Vous connaissez bien la vie d’une personne emblématique du regard porté sur le monde communiste d’après-guerre : Simone de Beauvoir, à laquelle vous avez consacré l’essai biographique Castor de guerre. Qu’a- t- elle représenté pour vous ?
D.S. J’ai lu les Mémoires d’une jeune fille rangée quand j’avais à peine plus de 20 ans ; mais j’y ai surtout vu l’exposé d’un projet d’existence incroyablement fort, vital, l’éclosion d’une conscience dans le monde, et non pas seulement une femme qui échappe au conditionnement qui pèse sur son sexe. J’avais grandi parmi des parents qui pratiquaient une égalité absolue. La domination du « deuxième sexe » par le premier, je la voyais, mais je ne me sentais pas concernée. Je ne me suis inscrite dans aucun mouvement féministe des années 1970. Aussi parce qu’il me semblait que la lutte des femmes ne pouvait pas être séparée de la lutte sociale et politique.
C’est troublant parce que, aujourd’hui, vous avez une image de féministe…
D.S. Je le suis ! Je l’ai toujours été. Très tôt, je m’étais insurgée contre les stéréotypes de genre dont beaucoup de femmes autour de moi étaient victimes. Mais moi, je n’étais pas victime, personne ne m’obligeait à faire quoi que ce soit au motif que j’étais une femme. Et je répugnais à tout différentialisme : j’ai vite constaté qu’on peut être une fille très remuante et un garçon très doux.
Aujourd’hui, quel genre de féminisme défendez- vous ?
D. S. L’égalité entre les sexes. Rien ne doit être interdit aux femmes parce qu’elles sont des femmes, rien ne doit leur être accordé particulièrement parce qu’elles sont des femmes. Mais de plus en plus et c’est aussi vrai en politique que l’émancipation doit être l’oeuvre de l’opprimé(e). Dans la question du voile, par exemple, je ne veux pas pratiquer un féminisme autoritaire. Pour moi, le voile est un signe de la domination masculine. Sans l’ombre d’un doute. Mais le choix de le porter est une question très compliquée. Supposer immédiatement que les femmes qui portent le voile sont des victimes ou des inconscientes, et qu’on sait mieux qu’elles ce qui est bon pour elles, je m’y refuse absolument. Cela relève d’une démarche néocoloniale. Ce sont les femmes des généraux français qui, en 1958, organisaient des journées du dévoilement en Algérie.

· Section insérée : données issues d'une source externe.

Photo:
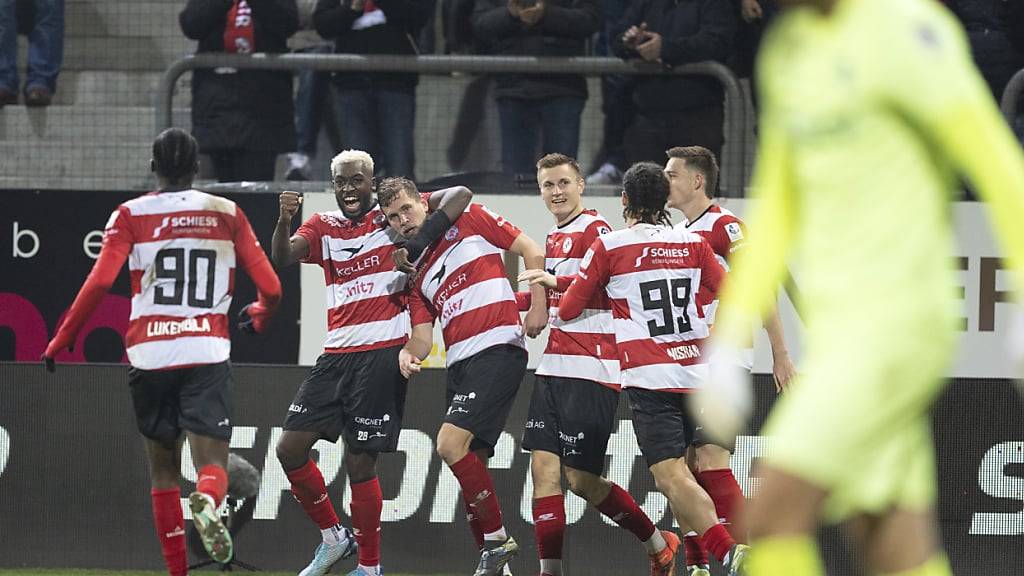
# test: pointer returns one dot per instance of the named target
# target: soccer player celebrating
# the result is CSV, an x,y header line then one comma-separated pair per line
x,y
576,394
692,173
182,247
857,159
355,389
658,281
462,282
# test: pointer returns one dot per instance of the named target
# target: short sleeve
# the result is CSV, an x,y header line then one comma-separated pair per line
x,y
728,235
494,228
119,235
311,231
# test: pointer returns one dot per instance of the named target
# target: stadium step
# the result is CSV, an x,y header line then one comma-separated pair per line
x,y
80,126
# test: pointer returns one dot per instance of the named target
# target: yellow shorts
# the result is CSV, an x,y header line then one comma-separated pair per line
x,y
856,421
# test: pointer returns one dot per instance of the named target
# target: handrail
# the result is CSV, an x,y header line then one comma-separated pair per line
x,y
735,113
1012,95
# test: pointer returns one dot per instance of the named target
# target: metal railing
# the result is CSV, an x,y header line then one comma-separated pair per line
x,y
735,127
1012,95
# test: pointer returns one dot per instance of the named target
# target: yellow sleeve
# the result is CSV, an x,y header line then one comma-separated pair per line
x,y
760,266
935,83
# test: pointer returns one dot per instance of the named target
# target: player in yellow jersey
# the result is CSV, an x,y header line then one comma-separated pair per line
x,y
871,109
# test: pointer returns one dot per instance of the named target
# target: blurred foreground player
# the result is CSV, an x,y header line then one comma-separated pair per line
x,y
860,150
659,281
182,248
461,282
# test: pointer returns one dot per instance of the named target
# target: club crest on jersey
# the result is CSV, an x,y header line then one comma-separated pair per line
x,y
734,232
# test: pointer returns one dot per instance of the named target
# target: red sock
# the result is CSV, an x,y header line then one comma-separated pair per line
x,y
695,552
549,526
474,523
367,504
170,524
309,490
475,480
622,508
718,541
728,498
213,482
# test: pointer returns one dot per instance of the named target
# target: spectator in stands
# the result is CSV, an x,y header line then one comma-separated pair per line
x,y
676,109
993,51
242,118
42,21
311,95
545,105
377,112
616,101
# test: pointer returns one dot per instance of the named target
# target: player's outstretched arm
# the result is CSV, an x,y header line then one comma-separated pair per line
x,y
251,257
782,368
99,281
285,248
420,342
532,257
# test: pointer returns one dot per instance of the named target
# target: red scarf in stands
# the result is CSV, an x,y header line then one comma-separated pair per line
x,y
239,37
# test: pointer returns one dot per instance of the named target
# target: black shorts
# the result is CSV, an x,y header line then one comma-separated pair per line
x,y
360,395
572,418
480,392
199,399
662,422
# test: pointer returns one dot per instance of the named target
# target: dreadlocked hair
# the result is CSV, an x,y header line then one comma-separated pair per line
x,y
174,154
646,192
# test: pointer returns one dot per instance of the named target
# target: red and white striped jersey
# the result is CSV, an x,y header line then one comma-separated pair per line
x,y
366,296
585,346
724,231
462,281
184,247
658,280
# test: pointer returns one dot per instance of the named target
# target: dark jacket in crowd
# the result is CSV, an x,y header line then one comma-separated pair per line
x,y
993,51
334,18
561,32
691,31
248,109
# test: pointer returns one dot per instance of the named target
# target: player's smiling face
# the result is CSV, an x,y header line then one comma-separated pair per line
x,y
682,182
561,188
406,214
353,188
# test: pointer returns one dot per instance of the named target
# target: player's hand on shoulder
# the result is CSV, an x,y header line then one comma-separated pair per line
x,y
401,263
782,372
290,203
52,350
408,363
541,277
254,319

Dans quel courant politique retrouvez- vous cette philosophie ?
D. S. Les républicains purs et durs n’ont pas ces états d’âme, ce sont des éradicateurs, et ils verraient sûrement de la complaisance ou de la naïveté dans ma position. Non, je ne suis ni complaisante, ni naïve ; je ne respecte pas les mutilations génitales au motif que ce serait un élément culturel. Mais il faut comprendre que certains réflexes communautaires sont une réponse désespérée devant les difficultés de l’intégration.
Seriez- vous tentée par une aventure politique institutionnelle ?
D.S. Non. Ou alors, maire d’un village, d’une petite ville ! En 2002, c’est avec beaucoup d’intérêt que j’ai participé à la campagne de Jean- Pierre Chevènement. Je partageais, je partage encore son idée de l’école. Et les critiques qu’il avait formulées sur les risques d’une monnaie unique. On a laissé se créer des situations terribles. L’histoire de la Grèce me bouleverse. Mais je suis aujourd’hui plus attentive qu’à l’époque à l’idée de nation, à ses possibles dérives identitaires. Mon livre, c’est : « Faisons le pari d’une République généreuse. ». Or une République identitaire ne l’est pas.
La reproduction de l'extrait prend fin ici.